Мысли тянулись клейстером. За тонированными стёклами мелькали знакомые улицы, освещенные яркими витринами. Неторопливо шли люди. Мне остро хотелось оказаться среди них. Беззаботно шагать по мостовой и навсегда выбросить из памяти события последних двадцати минут.
– Это какое-то недоразумение… – Я старался не волноваться, но голос предательски дрожал. – Видимо, вы меня с кем-то путаете…я вас не знаю…
Зуб искренне расхохотался.
– Во, комики и гомики! Джим Керри отдыхает… Но я не гордый. Давай опять знакомиться. Это Гоча. Это Хвича. За рулём – Панасоник. А я Зубов Валерий. Для своих друзей – Зуб.
Я рефлекторно пожал протянутую руку и смущенно пробормотал:
– Стрелков Юрий…
– Бывает же так! Перепутали! – Зуб фыркнул. – И фамилии одинаковые, и похожи, как братья…вот и приехали, кстати.
– Куда приехали?
– Ты чё, пижон, в натуре дом свой не узнал?
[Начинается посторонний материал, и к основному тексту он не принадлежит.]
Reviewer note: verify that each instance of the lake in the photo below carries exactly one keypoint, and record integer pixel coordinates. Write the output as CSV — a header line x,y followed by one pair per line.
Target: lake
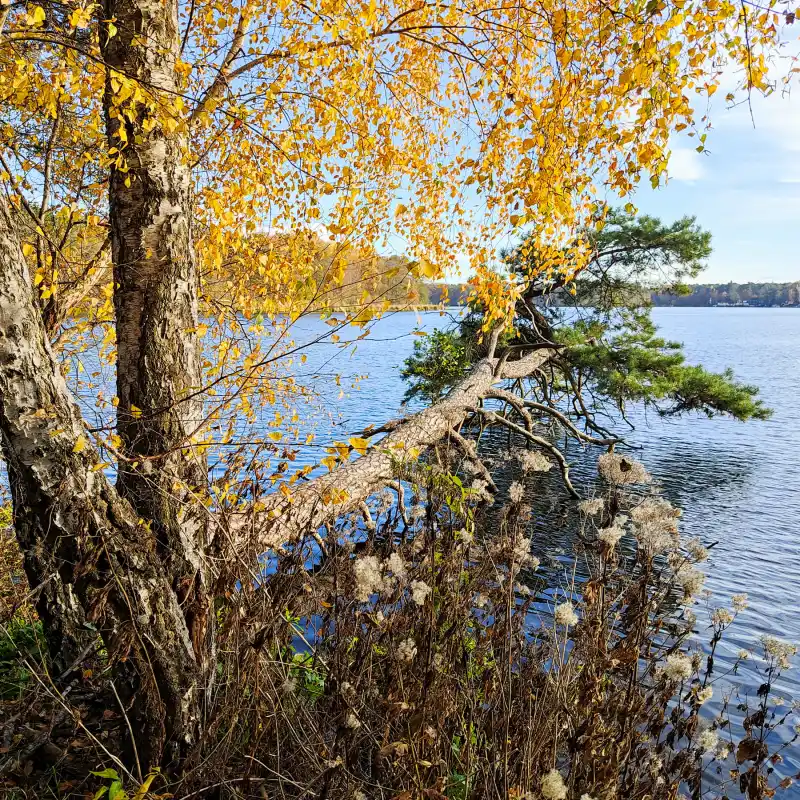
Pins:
x,y
737,483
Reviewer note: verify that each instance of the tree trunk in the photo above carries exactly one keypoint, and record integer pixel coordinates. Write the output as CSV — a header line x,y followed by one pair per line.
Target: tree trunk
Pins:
x,y
284,520
155,299
97,563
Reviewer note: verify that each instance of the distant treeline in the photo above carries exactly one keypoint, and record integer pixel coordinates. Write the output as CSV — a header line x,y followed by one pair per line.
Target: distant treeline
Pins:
x,y
456,293
750,294
703,294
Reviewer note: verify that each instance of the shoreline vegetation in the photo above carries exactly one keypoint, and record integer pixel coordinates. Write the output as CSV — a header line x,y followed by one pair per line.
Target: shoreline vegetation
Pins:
x,y
738,295
222,620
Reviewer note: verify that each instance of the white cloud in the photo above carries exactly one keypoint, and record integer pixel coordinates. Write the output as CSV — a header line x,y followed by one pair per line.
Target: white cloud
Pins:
x,y
685,164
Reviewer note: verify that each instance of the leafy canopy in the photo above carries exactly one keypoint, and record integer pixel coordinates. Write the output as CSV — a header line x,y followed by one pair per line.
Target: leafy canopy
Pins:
x,y
611,352
426,127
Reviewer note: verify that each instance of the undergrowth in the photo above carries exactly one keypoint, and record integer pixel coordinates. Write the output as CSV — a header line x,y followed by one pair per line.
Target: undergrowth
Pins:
x,y
425,655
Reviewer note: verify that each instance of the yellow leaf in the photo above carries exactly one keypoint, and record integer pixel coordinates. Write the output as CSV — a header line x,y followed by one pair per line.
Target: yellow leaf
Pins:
x,y
36,17
428,269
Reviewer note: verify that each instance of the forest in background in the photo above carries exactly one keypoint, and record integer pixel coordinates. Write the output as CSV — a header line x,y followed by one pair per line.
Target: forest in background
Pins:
x,y
701,294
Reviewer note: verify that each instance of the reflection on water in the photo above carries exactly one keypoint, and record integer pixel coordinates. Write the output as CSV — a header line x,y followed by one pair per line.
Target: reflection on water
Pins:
x,y
738,484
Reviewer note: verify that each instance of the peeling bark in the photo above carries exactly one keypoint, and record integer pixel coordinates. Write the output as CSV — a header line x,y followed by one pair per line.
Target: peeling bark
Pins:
x,y
325,498
97,564
155,300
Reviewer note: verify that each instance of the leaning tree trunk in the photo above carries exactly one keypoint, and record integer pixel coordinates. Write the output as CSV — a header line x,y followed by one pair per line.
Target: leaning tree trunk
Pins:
x,y
155,299
94,561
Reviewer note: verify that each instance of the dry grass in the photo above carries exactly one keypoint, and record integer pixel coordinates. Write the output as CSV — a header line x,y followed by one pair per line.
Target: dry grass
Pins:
x,y
422,658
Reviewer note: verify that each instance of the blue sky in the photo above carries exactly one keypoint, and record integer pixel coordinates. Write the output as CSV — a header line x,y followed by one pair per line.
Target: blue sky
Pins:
x,y
745,190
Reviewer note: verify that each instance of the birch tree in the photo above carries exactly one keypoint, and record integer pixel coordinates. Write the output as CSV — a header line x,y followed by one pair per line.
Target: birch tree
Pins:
x,y
144,146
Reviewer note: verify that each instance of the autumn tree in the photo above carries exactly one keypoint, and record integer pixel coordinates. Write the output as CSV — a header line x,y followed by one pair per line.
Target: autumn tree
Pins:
x,y
608,356
144,146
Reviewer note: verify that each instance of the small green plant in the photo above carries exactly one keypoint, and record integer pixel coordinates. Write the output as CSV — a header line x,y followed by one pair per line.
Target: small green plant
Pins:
x,y
21,642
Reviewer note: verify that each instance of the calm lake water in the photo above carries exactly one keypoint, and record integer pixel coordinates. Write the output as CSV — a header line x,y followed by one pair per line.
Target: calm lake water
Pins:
x,y
737,483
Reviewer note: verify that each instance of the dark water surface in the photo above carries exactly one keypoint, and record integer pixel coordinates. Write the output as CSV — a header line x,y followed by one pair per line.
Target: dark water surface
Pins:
x,y
738,484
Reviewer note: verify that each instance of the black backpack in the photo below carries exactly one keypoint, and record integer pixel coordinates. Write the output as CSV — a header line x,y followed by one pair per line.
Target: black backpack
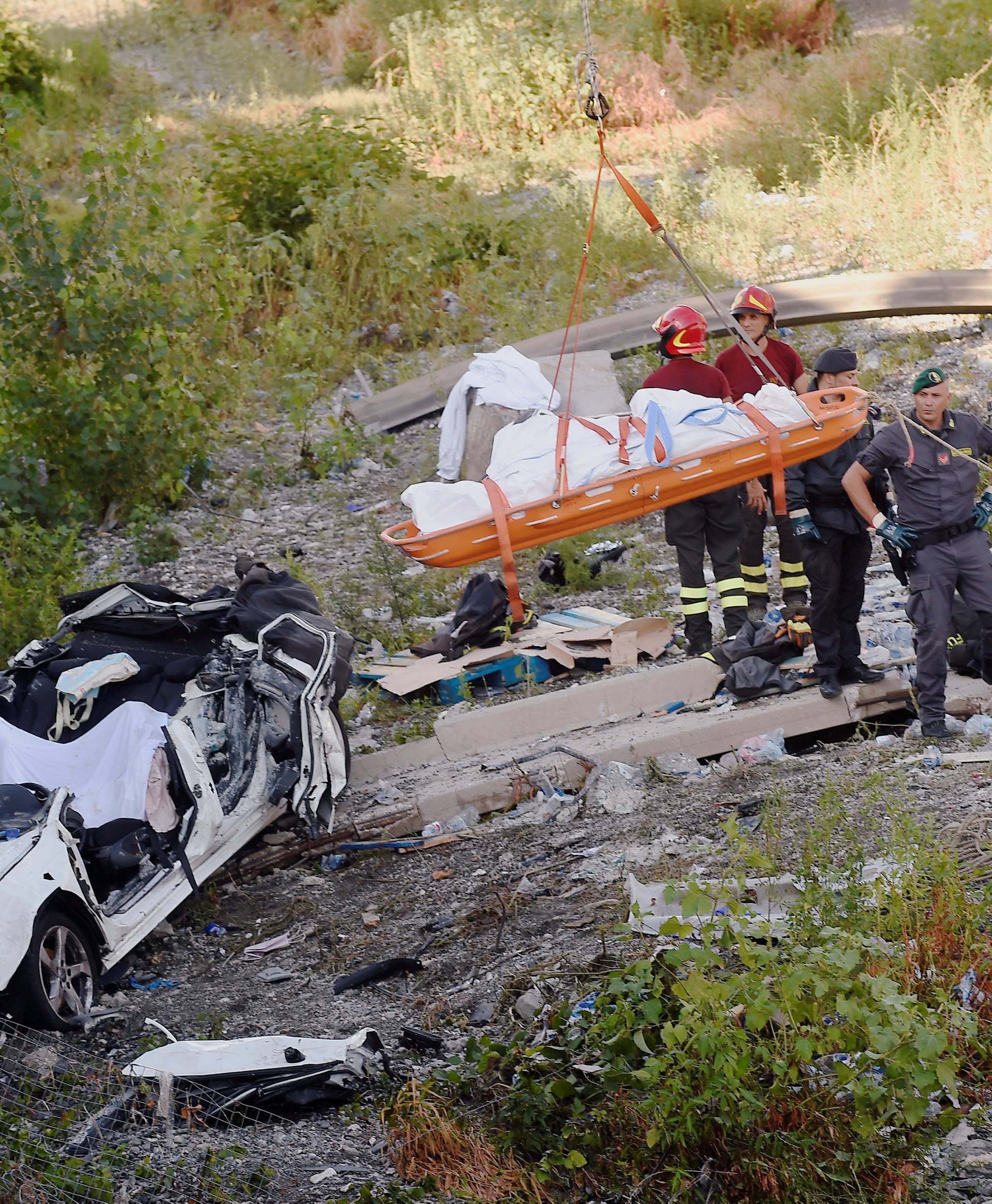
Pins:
x,y
481,620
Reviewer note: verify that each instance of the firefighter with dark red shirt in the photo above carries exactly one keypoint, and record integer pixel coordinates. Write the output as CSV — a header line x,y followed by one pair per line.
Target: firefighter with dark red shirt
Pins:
x,y
705,524
755,310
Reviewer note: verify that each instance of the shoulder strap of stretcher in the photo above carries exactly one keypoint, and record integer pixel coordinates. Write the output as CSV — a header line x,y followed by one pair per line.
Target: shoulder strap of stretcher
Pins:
x,y
498,500
774,450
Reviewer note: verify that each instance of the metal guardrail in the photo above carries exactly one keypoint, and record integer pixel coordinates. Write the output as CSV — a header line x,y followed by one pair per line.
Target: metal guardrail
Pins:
x,y
801,303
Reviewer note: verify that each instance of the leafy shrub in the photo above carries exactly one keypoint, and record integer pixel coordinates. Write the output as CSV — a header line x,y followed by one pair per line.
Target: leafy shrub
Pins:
x,y
958,34
109,335
804,106
815,1066
37,565
22,63
272,180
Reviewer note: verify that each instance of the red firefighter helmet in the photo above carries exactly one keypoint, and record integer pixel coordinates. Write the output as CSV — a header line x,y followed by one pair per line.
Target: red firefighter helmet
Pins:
x,y
753,299
683,332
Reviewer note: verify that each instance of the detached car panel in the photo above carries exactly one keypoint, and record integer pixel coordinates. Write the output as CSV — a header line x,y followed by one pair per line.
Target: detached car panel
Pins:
x,y
158,736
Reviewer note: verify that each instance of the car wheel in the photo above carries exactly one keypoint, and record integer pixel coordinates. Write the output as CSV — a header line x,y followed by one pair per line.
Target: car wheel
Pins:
x,y
58,980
Машина свернула с проспекта в арку и с визгом тормознула у подъезда. В свете фар мелькнули стены с облезлой штукатуркой и остатками желтого колера. Я послушно вылез из машины. В любом случае, место людное. Лучше, чем в лесу…
Зуб уверенно шагал впереди. Сзади, отрезая все пути к отступлению, пыхтели Гоча и Хвича. Замыкал конвой квадратный Панасоник, постоянно оглядываясь по сторонам. Как в кино…
– Вечер добрый, Юрий Иваныч!
Я вздрогнул и поднял взгляд от пола. В рот компот!
Валера. Собственной персоной. Стоит на лестничной клетке третьего этажа и вальяжно курит сигарету, опираясь на костыль. Наверное, меня бы меньше удивила встреча с Генеральным секретарём ООН. Челюсть непроизвольно отвисла, а подходящая фраза булькнула в горле и там же скончалась.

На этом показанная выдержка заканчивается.